To revitalize your lean effort, to bring in positive and dynamic energy, you should go back to the original aim of “one-time customer, life-long customer”.To succeed with a lean initiative, we need to always keep in mind that we are bringing together a customer focus and building the ability of people to formulate plans and evaluate them in order to change their minds. If we return to my sketch, we can look at individual customers and ask ourselves: do we have a plan to strengthen this relationship by being more reliable in terms of quality, price and lead-time – as well as dealing with their specific needs? Are we reviewing and considering this plan, whether it is working or not, and its implications? In short, are we thinking about these real people?

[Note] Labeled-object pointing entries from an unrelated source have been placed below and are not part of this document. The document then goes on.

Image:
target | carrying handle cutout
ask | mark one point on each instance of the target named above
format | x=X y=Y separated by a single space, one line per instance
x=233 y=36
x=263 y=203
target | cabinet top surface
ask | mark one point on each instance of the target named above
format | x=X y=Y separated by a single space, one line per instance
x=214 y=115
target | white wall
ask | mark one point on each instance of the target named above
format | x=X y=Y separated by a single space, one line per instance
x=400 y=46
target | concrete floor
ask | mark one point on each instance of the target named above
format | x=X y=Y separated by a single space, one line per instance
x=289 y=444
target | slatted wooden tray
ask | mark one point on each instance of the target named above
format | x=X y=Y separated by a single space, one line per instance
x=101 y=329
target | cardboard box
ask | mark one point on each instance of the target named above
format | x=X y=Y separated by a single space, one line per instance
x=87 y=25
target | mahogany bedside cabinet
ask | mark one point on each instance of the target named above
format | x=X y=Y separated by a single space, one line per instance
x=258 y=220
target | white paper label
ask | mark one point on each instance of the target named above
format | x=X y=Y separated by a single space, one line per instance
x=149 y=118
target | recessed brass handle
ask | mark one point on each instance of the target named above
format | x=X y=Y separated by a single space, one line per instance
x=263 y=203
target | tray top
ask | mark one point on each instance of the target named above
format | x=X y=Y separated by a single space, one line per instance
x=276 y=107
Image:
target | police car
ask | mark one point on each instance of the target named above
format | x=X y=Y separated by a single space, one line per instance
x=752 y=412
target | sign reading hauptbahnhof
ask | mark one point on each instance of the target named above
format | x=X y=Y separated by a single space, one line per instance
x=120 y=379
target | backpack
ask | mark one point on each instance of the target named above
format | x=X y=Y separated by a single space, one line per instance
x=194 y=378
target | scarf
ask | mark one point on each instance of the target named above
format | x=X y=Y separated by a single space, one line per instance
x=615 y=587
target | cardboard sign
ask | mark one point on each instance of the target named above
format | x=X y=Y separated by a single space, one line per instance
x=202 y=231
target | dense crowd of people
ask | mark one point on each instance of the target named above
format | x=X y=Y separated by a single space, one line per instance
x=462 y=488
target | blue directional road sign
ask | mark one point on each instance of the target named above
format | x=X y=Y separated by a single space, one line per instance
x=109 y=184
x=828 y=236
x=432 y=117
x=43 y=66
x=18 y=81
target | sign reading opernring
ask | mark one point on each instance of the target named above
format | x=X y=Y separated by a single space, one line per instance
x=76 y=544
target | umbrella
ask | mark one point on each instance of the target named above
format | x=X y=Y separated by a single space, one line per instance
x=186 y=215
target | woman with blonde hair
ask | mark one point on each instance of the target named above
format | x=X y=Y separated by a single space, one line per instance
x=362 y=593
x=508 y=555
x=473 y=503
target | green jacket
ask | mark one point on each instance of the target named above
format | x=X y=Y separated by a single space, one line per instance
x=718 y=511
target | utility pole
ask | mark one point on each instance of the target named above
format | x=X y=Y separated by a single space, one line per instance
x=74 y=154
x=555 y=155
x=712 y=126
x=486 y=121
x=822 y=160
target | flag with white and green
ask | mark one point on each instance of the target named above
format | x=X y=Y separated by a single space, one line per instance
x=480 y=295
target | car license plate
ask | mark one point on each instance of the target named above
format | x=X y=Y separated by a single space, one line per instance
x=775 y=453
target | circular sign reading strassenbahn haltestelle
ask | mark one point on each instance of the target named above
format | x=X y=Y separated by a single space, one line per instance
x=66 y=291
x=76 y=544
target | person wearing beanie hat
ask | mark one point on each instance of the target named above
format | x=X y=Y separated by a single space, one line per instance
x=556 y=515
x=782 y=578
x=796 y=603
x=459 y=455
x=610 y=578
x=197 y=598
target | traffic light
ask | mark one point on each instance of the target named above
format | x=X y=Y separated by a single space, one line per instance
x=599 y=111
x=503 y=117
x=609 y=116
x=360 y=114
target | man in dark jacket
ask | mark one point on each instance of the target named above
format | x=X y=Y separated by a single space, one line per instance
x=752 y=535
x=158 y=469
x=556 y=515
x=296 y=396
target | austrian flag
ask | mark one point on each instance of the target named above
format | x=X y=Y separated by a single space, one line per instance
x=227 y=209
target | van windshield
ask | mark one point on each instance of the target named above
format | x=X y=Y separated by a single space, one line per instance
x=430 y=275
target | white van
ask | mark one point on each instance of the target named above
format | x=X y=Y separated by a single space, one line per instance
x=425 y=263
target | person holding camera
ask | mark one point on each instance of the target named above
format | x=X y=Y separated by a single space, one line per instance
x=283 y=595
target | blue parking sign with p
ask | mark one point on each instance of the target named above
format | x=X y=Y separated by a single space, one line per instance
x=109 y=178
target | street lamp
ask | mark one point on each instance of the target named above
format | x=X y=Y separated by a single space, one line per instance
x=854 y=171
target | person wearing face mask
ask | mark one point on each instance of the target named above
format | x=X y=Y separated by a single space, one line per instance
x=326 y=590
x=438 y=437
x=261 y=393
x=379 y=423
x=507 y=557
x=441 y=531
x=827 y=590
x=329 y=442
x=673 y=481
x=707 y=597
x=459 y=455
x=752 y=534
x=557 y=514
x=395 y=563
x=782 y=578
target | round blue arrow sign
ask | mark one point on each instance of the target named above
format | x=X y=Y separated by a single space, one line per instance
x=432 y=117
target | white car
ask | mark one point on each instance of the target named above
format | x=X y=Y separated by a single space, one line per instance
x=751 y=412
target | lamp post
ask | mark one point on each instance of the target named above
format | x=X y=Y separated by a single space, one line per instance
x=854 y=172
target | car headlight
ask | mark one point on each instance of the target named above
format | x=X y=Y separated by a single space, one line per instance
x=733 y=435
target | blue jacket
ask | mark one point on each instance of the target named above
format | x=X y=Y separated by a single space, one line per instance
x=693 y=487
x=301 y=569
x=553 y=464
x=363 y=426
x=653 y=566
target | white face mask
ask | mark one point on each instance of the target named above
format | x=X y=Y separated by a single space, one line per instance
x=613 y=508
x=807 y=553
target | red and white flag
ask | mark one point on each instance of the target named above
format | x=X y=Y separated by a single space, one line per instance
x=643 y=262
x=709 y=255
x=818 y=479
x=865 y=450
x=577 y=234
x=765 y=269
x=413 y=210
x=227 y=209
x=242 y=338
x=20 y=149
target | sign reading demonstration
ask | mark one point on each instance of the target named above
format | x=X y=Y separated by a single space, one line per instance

Go to the gemba, ask people about what they understand customers want, need, complain about, request, and what problems this causes us. Do this again and again. If you lose focus there, your lean effort is going to become self-absorbed (and self-justifying) and, unless you’re very lucky, fall into dark lean. In a service business, ask yourself how available your staff is to customers, how friendly their tone, how well they communicate plans, how flexible they are to meet specific requests. In a software house, ask yourself how customers use your system, how it matches with their own internal system, how intuitive and reliable it is, how they feel about yet another digital tool. Similarly, in a hospital, continuously ask, “Where is the patient in this?” Ask yourself how you make things better for the patient rather than deal with the overwhelming complexity of the system and the – legitimate – endless grievances of doctors and nurses.
Quality is about doing the right thing and then doing it well. But right for whom? Legendary one-time Toyota president Fujio Cho is often quoted in lean talks as saying “Go see, ask why, show respect.” But the first time I heard the quote in the US plant he had run, it was “put customers first, go see, ask why, show respect.” Putting customers first is what keeps us honest and our lean true. As we embark in a new year of lean ask yourself: are you really putting customers first? As you go and see and look at processes and lean efforts, are you looking at real, flesh and blood, individual customers? Or are simply paying lip service to “customers”? Do people have a plan for each customer, and can they understand which problems they have to solve in order to fully satisfy them? How often do we deeply reflect on these plans and where they are taking us rather than jump the gun and react to every email?
Hopefully, when you next think of your business, you’ll think first beyond its organizational boundaries to the people who make it a business – the people who offer you cash for service hoping to get what they want and trusting you to make your best efforts to delivery highest quality, lowest costs, and shortest lead-times. Customers are the business.